When a verdict is generated, AskVerdict also reports the calibration quality of the prediction itself — not just your historical accuracy:

QualityMeaning
cold_startYou have fewer than 5 resolved outcomes — not enough history to calibrate
limitedSome history exists but confidence intervals are wide
well_calibratedEnough history to produce reliable probability estimates

Calibration data requires at least a handful of resolved outcomes before the buckets have statistical meaning. The more outcomes you resolve, the more reliable the calibration curve becomes.

What Good Calibration Looks Like

A perfectly calibrated user would see actualRate ≈ predictedRange[midpoint] across all buckets — predictions at 80% confidence land correct 80% of the time. In practice:

  • Slight underconfidence (actual rate higher than predicted) is common and harmless
  • Consistent overconfidence (actual rate significantly lower than predicted) means you should apply more scrutiny before acting on high-confidence verdicts
  • Buckets with very few samples (count < 5) are not statistically reliable — treat them as directional only

Streaks

Streaks measure how consistently you are engaging with structured decision-making. Your streak increments once per calendar day (UTC) when you create at least one debate.

How Streaks Work

The streak calculation is based on distinct calendar days, not debate count. Creating three debates in a single day still counts as one streak day.

The streak is considered active if:

  • You created at least one debate today, or
  • You created at least one debate yesterday (the streak extends into today if you have not debated yet)
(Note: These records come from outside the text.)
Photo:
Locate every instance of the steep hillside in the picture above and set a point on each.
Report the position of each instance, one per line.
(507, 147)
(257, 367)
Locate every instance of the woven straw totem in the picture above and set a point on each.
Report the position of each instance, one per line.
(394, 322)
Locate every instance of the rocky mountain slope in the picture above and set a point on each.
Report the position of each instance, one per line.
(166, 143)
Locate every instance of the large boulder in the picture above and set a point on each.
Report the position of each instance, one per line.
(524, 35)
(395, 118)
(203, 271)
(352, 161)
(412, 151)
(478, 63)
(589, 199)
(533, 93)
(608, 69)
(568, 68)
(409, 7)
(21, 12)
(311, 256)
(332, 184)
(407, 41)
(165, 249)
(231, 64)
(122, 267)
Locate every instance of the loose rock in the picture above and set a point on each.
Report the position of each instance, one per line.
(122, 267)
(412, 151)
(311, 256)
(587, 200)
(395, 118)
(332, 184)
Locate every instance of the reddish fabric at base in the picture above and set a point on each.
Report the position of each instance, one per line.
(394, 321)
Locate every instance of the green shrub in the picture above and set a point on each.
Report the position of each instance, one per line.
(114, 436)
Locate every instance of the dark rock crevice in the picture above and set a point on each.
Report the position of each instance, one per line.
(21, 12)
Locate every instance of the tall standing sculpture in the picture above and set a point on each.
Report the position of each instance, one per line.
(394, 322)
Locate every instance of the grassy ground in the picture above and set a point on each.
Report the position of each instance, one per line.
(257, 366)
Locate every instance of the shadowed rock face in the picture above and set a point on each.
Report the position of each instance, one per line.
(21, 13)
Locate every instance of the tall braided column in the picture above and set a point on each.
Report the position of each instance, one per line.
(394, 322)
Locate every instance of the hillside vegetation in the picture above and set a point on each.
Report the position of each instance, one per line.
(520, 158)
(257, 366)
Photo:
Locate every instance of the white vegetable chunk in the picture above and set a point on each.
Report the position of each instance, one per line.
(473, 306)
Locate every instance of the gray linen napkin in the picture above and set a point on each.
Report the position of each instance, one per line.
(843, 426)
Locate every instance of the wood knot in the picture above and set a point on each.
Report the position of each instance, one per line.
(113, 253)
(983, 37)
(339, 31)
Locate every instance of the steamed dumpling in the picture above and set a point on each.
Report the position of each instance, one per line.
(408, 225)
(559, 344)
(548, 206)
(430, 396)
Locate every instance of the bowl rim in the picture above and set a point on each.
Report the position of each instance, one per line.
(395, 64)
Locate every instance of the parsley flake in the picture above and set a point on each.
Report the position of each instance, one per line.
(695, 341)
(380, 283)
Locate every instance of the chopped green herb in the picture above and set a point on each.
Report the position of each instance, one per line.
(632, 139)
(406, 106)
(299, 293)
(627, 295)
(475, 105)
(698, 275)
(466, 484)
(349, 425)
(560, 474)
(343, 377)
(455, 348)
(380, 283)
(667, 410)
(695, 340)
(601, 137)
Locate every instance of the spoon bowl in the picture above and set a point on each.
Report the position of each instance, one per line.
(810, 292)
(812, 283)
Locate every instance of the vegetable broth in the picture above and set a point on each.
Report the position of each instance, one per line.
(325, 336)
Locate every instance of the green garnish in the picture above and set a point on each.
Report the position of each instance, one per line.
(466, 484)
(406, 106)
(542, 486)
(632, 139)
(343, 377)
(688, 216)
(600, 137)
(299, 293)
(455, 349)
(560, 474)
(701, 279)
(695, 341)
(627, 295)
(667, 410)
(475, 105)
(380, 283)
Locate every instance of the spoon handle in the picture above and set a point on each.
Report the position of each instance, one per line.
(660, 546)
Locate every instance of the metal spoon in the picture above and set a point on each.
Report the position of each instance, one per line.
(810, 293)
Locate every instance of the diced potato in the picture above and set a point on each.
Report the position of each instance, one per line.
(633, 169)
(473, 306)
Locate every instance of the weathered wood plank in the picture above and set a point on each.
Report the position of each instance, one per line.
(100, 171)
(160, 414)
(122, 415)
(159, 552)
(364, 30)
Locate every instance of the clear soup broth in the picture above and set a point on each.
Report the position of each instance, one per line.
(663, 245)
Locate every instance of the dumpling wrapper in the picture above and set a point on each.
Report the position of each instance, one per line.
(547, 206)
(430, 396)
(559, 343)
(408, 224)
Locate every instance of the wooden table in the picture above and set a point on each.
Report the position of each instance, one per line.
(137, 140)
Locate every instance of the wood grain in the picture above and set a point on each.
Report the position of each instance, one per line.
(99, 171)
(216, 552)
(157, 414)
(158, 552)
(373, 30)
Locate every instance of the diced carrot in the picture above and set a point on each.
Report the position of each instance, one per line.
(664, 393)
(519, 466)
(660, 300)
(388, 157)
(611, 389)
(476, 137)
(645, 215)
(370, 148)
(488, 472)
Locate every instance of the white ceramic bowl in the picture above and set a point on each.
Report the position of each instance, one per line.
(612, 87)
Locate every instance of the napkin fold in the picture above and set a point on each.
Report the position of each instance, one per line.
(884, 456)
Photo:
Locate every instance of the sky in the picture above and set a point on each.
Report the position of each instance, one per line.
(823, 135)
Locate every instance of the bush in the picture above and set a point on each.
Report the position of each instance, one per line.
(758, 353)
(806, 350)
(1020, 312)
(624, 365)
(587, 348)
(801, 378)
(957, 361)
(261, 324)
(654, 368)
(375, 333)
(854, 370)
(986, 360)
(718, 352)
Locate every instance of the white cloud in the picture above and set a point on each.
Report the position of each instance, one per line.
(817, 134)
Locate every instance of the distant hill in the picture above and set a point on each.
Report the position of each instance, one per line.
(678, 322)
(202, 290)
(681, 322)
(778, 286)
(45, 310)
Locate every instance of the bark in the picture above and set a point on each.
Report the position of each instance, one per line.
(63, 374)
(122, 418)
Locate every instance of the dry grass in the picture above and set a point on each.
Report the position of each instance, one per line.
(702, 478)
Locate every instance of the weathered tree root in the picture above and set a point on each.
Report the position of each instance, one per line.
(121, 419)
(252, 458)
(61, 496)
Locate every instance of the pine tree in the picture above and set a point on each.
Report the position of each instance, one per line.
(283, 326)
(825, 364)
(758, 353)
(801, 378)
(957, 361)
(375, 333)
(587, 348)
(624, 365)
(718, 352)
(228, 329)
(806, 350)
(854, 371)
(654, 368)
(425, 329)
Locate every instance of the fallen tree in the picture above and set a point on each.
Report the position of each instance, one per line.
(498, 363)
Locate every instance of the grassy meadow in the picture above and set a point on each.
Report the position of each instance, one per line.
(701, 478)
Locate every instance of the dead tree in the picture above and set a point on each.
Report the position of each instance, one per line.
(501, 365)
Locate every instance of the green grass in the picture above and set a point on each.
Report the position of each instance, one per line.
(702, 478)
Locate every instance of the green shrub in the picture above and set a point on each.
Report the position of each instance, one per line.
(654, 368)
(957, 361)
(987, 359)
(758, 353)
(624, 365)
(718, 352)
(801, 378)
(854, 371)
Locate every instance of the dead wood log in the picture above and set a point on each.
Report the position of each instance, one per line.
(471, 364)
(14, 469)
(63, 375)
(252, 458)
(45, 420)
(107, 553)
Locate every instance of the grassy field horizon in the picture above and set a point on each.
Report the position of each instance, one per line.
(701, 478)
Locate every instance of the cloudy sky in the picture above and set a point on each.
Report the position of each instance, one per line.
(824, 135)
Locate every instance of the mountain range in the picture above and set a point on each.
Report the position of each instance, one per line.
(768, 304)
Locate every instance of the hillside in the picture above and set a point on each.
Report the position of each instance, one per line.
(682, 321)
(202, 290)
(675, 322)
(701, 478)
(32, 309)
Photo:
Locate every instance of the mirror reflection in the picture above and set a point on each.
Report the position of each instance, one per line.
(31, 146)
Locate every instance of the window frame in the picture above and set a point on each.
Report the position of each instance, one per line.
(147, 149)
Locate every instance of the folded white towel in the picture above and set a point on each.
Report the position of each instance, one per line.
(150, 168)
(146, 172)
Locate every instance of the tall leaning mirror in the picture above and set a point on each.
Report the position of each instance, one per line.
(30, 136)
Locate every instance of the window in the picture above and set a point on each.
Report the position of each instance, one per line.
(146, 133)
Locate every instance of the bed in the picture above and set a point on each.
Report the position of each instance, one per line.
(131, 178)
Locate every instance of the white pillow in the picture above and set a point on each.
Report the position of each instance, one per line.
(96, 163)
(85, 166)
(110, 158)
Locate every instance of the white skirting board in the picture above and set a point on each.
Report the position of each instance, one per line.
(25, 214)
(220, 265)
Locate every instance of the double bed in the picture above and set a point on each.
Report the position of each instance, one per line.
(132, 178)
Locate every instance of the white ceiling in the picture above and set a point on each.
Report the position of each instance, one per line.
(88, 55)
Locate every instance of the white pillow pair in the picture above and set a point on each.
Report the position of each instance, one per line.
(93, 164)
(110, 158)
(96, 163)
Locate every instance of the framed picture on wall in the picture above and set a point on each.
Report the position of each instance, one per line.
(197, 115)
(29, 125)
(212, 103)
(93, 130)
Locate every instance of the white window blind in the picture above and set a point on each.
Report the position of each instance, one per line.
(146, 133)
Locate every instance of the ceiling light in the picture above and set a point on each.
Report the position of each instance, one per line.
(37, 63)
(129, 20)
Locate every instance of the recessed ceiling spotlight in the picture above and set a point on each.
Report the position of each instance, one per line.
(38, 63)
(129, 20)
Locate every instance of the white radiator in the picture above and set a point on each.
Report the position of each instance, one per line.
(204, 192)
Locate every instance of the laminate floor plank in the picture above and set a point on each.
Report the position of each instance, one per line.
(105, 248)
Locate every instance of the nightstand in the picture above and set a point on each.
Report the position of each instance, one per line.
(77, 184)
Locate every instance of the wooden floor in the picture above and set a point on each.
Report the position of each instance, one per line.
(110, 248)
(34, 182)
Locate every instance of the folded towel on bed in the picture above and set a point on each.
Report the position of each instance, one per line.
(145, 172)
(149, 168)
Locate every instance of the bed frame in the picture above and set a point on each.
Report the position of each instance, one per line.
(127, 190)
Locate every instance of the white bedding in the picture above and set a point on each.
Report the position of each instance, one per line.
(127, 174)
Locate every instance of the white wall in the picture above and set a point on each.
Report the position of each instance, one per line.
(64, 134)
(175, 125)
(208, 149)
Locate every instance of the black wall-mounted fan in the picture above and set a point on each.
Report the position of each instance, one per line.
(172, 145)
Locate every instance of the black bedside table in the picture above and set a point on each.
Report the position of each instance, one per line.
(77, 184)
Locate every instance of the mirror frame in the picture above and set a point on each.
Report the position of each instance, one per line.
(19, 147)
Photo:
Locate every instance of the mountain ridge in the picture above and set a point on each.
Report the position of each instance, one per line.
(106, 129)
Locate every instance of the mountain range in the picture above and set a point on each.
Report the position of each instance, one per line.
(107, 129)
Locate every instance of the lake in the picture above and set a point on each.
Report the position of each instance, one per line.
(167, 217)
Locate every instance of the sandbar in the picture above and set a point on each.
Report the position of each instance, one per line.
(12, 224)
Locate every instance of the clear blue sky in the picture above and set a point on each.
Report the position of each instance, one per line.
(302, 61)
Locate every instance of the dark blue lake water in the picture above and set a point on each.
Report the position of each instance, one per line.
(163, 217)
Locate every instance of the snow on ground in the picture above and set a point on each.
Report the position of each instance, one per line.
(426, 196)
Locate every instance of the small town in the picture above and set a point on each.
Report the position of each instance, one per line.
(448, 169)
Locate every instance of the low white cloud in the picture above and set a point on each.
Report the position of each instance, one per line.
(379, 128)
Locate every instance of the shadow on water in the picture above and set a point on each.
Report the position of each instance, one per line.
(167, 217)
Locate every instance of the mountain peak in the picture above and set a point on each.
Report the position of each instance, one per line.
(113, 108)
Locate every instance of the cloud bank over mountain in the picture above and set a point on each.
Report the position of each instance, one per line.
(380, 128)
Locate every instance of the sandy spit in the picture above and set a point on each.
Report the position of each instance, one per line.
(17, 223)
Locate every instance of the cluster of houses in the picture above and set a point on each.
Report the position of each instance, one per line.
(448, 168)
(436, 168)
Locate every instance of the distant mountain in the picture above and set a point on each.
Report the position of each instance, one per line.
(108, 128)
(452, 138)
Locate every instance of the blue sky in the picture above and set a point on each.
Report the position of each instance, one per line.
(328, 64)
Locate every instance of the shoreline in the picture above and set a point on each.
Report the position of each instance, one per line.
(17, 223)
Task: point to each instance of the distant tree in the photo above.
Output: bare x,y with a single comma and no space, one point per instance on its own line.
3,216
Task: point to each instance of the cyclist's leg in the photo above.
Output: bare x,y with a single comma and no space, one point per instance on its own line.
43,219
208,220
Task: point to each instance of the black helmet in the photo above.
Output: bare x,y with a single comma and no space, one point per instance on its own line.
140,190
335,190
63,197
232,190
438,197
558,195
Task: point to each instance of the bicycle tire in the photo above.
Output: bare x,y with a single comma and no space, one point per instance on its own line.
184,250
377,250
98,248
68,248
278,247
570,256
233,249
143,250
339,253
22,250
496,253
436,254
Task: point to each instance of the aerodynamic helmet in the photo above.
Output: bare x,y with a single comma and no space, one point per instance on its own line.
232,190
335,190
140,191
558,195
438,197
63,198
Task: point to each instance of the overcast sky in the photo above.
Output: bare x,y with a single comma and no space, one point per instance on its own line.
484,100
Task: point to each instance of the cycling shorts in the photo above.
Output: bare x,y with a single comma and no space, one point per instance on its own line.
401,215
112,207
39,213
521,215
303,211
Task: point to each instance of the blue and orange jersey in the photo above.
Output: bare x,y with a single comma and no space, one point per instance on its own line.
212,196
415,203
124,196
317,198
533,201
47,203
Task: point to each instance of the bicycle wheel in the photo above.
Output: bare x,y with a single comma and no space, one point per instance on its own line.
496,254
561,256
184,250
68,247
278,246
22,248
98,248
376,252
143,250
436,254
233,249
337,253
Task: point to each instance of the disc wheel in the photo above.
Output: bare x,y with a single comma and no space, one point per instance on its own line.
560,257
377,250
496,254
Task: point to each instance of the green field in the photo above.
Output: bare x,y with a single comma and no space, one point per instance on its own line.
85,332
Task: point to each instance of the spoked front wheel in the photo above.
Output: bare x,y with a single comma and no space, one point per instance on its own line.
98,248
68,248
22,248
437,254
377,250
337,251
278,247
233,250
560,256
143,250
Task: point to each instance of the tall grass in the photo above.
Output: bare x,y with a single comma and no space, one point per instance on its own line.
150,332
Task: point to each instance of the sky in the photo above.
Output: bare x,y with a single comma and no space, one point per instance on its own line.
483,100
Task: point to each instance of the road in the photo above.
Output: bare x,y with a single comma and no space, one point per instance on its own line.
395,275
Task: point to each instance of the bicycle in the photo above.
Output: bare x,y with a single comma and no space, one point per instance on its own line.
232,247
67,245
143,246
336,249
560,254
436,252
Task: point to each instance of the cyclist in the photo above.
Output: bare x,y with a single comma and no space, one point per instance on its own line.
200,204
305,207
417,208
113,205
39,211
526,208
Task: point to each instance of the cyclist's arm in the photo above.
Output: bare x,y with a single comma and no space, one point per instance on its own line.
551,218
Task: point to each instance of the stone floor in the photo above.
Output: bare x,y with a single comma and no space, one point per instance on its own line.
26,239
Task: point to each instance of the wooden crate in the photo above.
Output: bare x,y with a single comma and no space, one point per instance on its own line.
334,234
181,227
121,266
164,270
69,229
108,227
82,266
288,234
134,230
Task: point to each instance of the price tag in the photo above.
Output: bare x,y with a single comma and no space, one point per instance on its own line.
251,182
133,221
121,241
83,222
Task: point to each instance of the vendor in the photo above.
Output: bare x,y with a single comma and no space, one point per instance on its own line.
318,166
If two or more days pass without a debate, the streak resets to zero.

Streak Milestones

Milestone thresholds are based on your total debate count, not streak length. They are:

MilestoneDebates Required
First hundred10 debates
Getting started25 debates
Regular practitioner50 debates
Power user100 debates
Expert practitioner250 debates
Master500 debates

Each milestone records the exact timestamp of the debate that crossed the threshold.

bash
curl https://api.askverdict.ai/api/streaks \
  -H "Authorization: Bearer vrd_your_api_key"
json
{
  "currentStreak": 7,
  "longestStreak": 23,
  "totalDebates": 84,
  "milestones": [
    { "count": 10, "reached": true, "reachedAt": "2025-11-02T09:14:33Z" },
    { "count": 25, "reached": true, "reachedAt": "2025-11-28T16:05:01Z" },
    { "count": 50, "reached": true, "reachedAt": "2026-01-10T11:44:22Z" },
    { "count": 100, "reached": false }
  ]
}

Streaks count all non-deleted debates, including those you did not track an outcome for. Streaks measure engagement, not decision quality — that is what the Brier score measures.


Decision Chains

A decision chain is a named group of related debates linked together to capture how a complex decision evolves over time. Chains are especially useful when:

  • A first verdict generates immediate follow-up questions
  • New information causes you to revisit a prior decision
  • A broad question gets broken into narrower sub-decisions

Chain Structure

Each debate in a chain is a node with a parent link and a relationship type:

RelationshipWhen to Use
follow_upThe natural next question after acting on the parent verdict
reversalNew information led you to reconsider or reverse the parent decision
refinementNarrowing the scope or adding constraints to the parent question

A chain always has a root debate — the first debate in the chain with no parent. All subsequent debates link back through the tree to this root.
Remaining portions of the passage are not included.